Данилов вышел в коридор. Странная обстановка, странная женщина в голубом, ее глаза и слова… Она говорила в сомнамбулическом состоянии. Видимо, в этом и заключался ее секрет как предсказательницы.
— Товарищ подполковник, — в коридор выглянул врач, — знаете, что она сказала про вас?
— Про меня? — удивился Данилов.
— Да. Она сказала: у него будет долгая жизнь, но он увидит много горя.
Данилов вспомнил глаза Ольги Вячеславовны, и ему стало не по себе.
— Доктор, она больная?
— Нет, это странный психический феномен. У нас о нем не любят говорить. Но тем не менее он существует.
— И вы в это верите?
— Я не специалист.
— Странно. Нельзя ли больную перенести в гостиную, мы должны осмотреть ее комнату?
— Ваши люди помогут нам?
— Конечно. Муравьев!
Игорь, застегивая воротник гимнастерки, вышел в коридор.
— Распорядись, чтобы перенесли хозяйку в гостиную, и зайди ко мне на кухню.

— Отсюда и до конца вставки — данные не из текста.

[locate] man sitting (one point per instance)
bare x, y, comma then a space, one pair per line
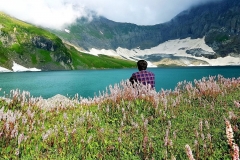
143, 76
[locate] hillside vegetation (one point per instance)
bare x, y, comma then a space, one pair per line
197, 120
32, 46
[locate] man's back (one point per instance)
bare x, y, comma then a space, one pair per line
144, 77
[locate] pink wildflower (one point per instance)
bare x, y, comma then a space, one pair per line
189, 152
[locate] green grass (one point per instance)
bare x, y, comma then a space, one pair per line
22, 50
125, 123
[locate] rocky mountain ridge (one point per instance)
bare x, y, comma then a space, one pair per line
217, 22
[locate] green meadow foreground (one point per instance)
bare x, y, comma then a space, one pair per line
197, 120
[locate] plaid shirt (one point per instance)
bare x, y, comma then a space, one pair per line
144, 77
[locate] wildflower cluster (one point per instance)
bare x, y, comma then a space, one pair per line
125, 122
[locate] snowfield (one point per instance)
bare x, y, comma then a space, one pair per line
177, 48
167, 53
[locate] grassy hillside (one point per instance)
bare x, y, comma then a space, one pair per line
32, 46
199, 120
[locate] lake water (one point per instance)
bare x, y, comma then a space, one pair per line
88, 83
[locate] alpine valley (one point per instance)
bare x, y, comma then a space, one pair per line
206, 34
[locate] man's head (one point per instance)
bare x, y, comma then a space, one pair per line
142, 65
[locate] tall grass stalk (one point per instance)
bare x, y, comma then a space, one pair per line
196, 120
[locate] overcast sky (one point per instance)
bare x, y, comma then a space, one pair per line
56, 13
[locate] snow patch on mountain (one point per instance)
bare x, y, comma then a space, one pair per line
177, 49
18, 68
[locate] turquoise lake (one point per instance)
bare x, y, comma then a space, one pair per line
88, 83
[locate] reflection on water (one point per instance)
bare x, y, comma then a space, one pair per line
88, 83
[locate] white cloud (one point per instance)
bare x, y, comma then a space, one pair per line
56, 13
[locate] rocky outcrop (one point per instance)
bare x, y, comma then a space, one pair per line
43, 43
218, 22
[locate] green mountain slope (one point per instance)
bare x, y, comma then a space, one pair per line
32, 46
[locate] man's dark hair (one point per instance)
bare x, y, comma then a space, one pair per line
142, 65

Данилов налил стакан воды, благо кухня уже осмотрена, и выпил ее в два глотка. Но никотиновая горечь во рту все равно не исчезла, казалось, что он пропитался ею раз и навсегда.
На кухню вошел Муравьев, на ходу подтягивая пояс, на котором висела кобура, ярко-желтая, из хорошей свиной кожи.
Он вопросительно поглядел на Данилова.
— Поедешь в Камергерский переулок, ныне проезд Художественного театра. В угловом доме на третьем этаже есть двадцать четвертая квартира, там живет некто по имени Виктор. Устанавливать его нет времени. Надо брать. Помни, что они работали здесь вдвоем. Возьми людей и езжай.
Данилов подошел к телефону и приказал дежурному допросить Баранова, выяснить все о Викторе. Потом он сел на кухне, прижавшись плечом к шкафу, и задремал.
Муравьев
Ну до чего же много снега намело. Большая Дмитровка стала узкой, как щель. Благо движения нынче в Москве почти никакого нет. В «эмке» было холодно. Печка не работала. Да и что это за печка — кусок гофрированной трубки. Только руки погреть, и все.
Игорь поднял воротник черного полушубка, отгородившись им, как ширмой, от зимней Дмитровки, холодной машины и вообще от всей суетной жизни.